D’un geste doux, l’élégante femme de 63 ans, cheveux longs et sombres tressés, indique une minuscule stèle en craie blanche plantée sur un monceau de terre recouvert de cailloux, sur laquelle est écrit « Zósimo Tenorio Prado ». Le nom de son époux. « Arrêté le 1ᵉʳ décembre 1983 ». Au-dessous, cette inscription : « Desaparecido hasta hoy » (« disparu jusqu’à aujourd’hui »).
Autour d’elle, d’autres petites stèles et des croix éparses se dressent à l’emplacement d’anciennes fosses communes. Autrefois, l’endroit servait de camp d’entraînement à la base militaire 51, plus connue sous le nom de Los Cabitos, « les petits soldats ». « Un lieu sinistre où l’on torturait et faisait disparaître des corps pendant l’époque de la violence », explique pudiquement Adelina García Mendoza, pour évoquer le conflit armé interne qui a déchiré le Pérou entre 1980 et 2000 et fait près de 70 000 morts et 22 295 disparus, dont presque la moitié dans la région d’Ayacucho.
« On m’a fait passer pour folle »
La caserne, aux abords de la ville d’Ayacucho, nichée dans les Andes, dans le sud du pays, et épicentre du conflit, a été un centre d’opération névralgique de l’appareil militaire dans sa lutte contre le groupe maoïste du Sentier lumineux qui, en 1980, avait déclaré la « guerre populaire » à l’Etat.
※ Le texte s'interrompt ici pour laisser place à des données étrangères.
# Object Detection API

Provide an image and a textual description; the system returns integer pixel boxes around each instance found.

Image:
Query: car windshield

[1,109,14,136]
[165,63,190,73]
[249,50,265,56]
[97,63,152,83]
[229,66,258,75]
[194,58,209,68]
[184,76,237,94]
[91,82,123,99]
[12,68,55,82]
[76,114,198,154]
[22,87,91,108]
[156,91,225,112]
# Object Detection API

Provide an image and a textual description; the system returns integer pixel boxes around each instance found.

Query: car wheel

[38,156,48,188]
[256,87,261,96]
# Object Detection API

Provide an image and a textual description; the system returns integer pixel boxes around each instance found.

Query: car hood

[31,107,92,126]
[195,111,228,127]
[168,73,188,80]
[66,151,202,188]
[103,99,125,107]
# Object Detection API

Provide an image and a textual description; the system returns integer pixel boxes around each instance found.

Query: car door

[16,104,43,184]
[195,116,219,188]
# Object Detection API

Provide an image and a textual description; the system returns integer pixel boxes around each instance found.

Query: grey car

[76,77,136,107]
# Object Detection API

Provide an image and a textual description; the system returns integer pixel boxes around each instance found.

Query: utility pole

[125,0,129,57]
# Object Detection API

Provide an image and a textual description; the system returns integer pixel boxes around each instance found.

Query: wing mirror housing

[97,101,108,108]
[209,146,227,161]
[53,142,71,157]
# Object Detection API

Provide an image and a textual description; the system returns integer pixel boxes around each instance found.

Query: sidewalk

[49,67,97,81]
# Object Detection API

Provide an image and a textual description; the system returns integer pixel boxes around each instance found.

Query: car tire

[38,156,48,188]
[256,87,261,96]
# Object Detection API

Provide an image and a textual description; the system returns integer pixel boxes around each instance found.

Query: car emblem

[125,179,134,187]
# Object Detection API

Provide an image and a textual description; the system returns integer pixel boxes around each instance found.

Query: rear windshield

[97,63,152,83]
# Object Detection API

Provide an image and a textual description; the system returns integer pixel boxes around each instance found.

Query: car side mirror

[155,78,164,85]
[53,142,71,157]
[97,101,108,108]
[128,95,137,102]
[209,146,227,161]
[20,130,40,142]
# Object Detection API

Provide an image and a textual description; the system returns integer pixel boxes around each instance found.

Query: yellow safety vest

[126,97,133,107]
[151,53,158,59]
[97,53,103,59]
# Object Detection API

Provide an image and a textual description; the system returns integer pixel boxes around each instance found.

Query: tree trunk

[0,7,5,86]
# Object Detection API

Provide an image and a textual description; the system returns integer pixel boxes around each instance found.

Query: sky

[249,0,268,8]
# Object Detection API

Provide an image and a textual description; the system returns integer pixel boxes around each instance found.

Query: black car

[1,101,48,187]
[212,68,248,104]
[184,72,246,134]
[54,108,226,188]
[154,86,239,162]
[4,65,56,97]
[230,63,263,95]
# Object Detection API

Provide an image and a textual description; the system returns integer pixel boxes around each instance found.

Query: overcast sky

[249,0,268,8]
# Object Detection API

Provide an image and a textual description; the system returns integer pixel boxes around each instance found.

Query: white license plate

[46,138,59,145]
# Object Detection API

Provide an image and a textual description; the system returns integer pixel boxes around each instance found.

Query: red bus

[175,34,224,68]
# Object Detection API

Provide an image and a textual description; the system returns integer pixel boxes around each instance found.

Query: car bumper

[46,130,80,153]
Los Cabitos est devenu un lieu de torture, de détention, d’exécutions extrajudiciaires et de disparitions forcées de présumés « terroristes ». De 1983, année du déploiement de l’armée à Ayacucho, à 1992, au moins 500 personnes y auraient disparu. Seule une centaine a été retrouvée.
Aujourd’hui, le bâtiment existe toujours : des blocs de béton, au milieu d’herbes desséchées. Sur le terrain vague jouxtant l’installation flanquée en contrebas de l’aéroport régional, et grignoté par de modestes maisons, des dizaines d’ouvriers se pressent pour transformer le lieu en « sanctuaire de la mémoire ». L’Etat a lancé sa construction en 2022, à la suite des demandes de familles de disparus de disposer d’un lieu de recueillement. Il devrait ouvrir ses portes en juillet 2024.
C’est une nuit de décembre 1983 que le mari d’Adelina García Mendoza a été arrêté. Assise dans le patio de sa maison, au milieu des géraniums et des bougainvilliers, elle se souvient avec précision des coups tambourinés à la porte qui les ont surpris au moment du coucher. Le couple vient d’achever une commande dans leur atelier de charpente métallique, au sein de la maison. A l’époque, Zósimo Tenorio Prado, qui avait suivi des cours à la faculté pour devenir ingénieur agronome, avait décidé de mettre en pause ses études.